Nevertheless, Navistar, in its reply brief, asserted that Kariotis could not recover because her response failed to discuss the elements necessary to maintain a negligent infliction of emotional distress action. It is Navistar, however, who was obligated to discuss the elements, not Kariotis. This issue is before the Court on Navistar's motion for summary judgment, not Kariotis' motion. Thus, as part of its motion for summary judgment, Navistar was required to analyze the viability of the claim. That, Navistar failed to do. Accordingly, Navistar is not entitled to summary judgment.
Since, as a result of the Court's analysis, there are no longer any federal causes of action remaining in this matter, however, the Court declines to exercise supplemental jurisdiction under 28 U.S.C. § 1367 over the remaining state law negligent infliction of emotional distress claim. Accordingly, the claim is dismissed.

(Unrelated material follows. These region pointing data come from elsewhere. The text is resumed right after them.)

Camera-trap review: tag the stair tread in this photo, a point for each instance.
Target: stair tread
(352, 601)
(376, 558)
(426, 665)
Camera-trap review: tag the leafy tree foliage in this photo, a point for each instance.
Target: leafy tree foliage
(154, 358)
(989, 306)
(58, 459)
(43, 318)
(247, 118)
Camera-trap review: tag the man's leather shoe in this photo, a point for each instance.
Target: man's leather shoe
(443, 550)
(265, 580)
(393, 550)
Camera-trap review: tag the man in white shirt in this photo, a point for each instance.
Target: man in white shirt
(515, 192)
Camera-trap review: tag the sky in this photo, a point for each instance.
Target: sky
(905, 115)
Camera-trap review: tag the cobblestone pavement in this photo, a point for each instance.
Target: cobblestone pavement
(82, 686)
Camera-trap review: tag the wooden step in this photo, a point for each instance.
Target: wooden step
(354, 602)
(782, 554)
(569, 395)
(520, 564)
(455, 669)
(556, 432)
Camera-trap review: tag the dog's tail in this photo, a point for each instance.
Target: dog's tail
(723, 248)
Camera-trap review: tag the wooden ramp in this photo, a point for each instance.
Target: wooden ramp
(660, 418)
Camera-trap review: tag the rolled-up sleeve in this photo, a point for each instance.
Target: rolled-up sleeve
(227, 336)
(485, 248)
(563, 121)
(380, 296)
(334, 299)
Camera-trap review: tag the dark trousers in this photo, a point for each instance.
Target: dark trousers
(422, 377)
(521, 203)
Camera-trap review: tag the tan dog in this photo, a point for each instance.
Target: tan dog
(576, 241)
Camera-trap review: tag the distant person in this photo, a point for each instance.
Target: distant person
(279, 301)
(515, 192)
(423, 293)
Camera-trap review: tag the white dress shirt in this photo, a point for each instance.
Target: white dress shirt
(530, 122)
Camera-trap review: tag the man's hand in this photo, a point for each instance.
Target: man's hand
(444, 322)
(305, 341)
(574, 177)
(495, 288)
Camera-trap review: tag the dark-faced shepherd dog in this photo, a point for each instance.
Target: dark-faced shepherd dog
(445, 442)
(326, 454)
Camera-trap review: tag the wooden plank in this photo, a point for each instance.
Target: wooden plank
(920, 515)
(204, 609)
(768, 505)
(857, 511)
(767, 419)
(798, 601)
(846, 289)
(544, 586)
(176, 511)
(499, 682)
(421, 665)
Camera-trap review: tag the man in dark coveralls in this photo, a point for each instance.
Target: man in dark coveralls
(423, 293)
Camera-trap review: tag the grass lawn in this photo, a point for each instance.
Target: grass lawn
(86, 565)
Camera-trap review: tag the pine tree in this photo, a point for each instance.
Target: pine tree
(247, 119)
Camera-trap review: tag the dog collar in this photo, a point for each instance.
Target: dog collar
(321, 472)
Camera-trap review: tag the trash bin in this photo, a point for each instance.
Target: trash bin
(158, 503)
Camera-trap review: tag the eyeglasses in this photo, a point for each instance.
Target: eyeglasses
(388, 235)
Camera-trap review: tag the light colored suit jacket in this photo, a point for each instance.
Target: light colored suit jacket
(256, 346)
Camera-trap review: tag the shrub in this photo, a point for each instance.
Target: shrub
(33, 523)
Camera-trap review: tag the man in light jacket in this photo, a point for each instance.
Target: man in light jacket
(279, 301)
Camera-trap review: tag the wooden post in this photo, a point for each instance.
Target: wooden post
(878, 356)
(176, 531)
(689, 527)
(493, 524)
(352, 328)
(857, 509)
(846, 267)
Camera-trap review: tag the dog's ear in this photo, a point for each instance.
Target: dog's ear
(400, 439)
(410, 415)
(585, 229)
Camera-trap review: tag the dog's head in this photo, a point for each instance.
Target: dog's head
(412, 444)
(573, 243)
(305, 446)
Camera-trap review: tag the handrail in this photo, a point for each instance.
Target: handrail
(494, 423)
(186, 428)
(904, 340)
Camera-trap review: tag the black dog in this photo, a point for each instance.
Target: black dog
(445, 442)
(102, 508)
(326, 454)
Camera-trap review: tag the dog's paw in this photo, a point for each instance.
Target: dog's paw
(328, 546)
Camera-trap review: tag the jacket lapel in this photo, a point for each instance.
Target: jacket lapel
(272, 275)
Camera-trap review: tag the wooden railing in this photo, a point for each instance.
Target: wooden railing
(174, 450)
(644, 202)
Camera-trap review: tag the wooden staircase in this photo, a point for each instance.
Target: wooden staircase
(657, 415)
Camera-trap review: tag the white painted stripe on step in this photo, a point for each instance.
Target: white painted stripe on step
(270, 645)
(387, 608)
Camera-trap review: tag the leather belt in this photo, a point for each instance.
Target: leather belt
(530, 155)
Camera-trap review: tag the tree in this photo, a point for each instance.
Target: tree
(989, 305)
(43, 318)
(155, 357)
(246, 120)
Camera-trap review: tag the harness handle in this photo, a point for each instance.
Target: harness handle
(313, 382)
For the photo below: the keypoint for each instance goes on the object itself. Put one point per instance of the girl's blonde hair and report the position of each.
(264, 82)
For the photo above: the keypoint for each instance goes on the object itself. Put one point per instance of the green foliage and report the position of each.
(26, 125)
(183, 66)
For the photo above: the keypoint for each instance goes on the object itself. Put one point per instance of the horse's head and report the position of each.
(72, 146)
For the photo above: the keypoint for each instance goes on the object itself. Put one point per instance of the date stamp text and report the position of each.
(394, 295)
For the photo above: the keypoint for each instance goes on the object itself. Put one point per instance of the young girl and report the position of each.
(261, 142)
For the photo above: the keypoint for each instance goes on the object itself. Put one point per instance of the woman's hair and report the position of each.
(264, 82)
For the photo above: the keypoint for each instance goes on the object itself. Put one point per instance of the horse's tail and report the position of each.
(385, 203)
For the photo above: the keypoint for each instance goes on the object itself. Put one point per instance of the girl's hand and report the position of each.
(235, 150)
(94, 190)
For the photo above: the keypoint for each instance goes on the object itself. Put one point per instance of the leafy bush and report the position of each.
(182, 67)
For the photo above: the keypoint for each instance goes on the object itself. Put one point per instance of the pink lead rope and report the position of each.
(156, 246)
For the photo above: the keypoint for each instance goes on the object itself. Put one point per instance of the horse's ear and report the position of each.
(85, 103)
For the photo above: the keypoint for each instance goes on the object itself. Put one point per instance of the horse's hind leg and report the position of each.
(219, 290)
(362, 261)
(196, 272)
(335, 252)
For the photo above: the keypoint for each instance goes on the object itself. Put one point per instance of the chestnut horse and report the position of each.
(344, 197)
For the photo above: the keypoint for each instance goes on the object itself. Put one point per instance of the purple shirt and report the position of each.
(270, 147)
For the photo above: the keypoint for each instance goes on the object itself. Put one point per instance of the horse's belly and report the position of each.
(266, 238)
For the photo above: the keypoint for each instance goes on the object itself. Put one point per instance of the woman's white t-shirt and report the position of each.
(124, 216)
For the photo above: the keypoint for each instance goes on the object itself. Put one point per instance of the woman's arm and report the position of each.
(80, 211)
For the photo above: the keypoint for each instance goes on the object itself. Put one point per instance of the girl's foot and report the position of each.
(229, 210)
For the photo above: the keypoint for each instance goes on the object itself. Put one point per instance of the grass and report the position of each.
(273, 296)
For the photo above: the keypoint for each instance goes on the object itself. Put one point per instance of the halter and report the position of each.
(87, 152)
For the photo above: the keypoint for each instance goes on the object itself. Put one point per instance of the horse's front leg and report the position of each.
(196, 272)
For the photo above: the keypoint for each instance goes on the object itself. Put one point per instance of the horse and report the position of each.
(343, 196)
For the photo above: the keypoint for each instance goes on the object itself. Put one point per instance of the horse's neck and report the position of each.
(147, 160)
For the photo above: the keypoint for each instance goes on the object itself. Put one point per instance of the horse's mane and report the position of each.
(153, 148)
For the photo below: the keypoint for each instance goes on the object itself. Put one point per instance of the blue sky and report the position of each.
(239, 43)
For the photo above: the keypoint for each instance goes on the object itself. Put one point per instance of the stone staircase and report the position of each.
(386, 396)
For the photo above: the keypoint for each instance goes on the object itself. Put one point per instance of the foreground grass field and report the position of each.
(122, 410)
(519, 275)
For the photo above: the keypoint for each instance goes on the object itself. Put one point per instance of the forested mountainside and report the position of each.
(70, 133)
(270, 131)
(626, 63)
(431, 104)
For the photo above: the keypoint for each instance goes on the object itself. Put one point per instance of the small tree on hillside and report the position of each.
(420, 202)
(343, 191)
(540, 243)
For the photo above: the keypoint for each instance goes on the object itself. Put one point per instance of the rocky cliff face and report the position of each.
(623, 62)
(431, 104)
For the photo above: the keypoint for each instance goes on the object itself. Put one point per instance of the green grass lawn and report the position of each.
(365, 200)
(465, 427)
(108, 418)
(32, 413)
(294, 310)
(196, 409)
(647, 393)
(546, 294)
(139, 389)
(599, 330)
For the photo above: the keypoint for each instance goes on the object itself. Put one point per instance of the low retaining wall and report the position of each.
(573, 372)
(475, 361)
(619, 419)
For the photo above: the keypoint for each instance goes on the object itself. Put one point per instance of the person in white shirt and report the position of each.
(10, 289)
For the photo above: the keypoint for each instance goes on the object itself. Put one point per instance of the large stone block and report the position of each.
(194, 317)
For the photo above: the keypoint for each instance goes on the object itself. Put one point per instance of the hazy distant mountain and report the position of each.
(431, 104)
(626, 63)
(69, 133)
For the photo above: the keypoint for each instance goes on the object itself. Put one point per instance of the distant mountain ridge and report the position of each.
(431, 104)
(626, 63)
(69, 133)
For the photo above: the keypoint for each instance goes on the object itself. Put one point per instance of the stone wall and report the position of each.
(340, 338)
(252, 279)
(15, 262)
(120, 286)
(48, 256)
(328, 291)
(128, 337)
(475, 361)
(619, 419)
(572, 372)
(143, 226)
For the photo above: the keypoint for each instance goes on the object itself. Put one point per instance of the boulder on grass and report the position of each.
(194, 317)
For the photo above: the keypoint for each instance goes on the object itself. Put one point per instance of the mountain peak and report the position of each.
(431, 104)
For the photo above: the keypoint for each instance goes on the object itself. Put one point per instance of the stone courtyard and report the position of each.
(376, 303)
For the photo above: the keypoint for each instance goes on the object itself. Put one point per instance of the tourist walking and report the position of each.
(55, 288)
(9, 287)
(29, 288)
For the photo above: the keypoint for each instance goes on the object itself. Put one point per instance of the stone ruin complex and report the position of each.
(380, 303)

Navistar's motion for summary judgment is granted in part and denied in part. It is granted with respect to all claims but the negligent infliction of emotional distress claim. Kariotis' motion for summary judgment is denied. Kariotis' negligent infliction of emotional distress claim is dismissed.
Date: JAN 28 1997
JAMES H. ALESIA
United States District Judge
JUDGMENT IN A CIVIL CASE
Decision by Court. This action came to a hearing before the Court. The issues have been heard and a decision has been rendered.
IT IS ORDERED AND ADJUDGED that defendant's motion for summary judgment is granted in part and denied in part. It is granted with respect to all claims but the negligent infliction of emotional distress claim. Plaintiffs' motion for summary judgment is denied. Plaintiffs' negligent infliction of emotional distress claim is dismissed for lack of jurisdiction. Defendant's motion in limine is denied as moot. Plaintiffs' motions in limine are denied as moot. Case closed.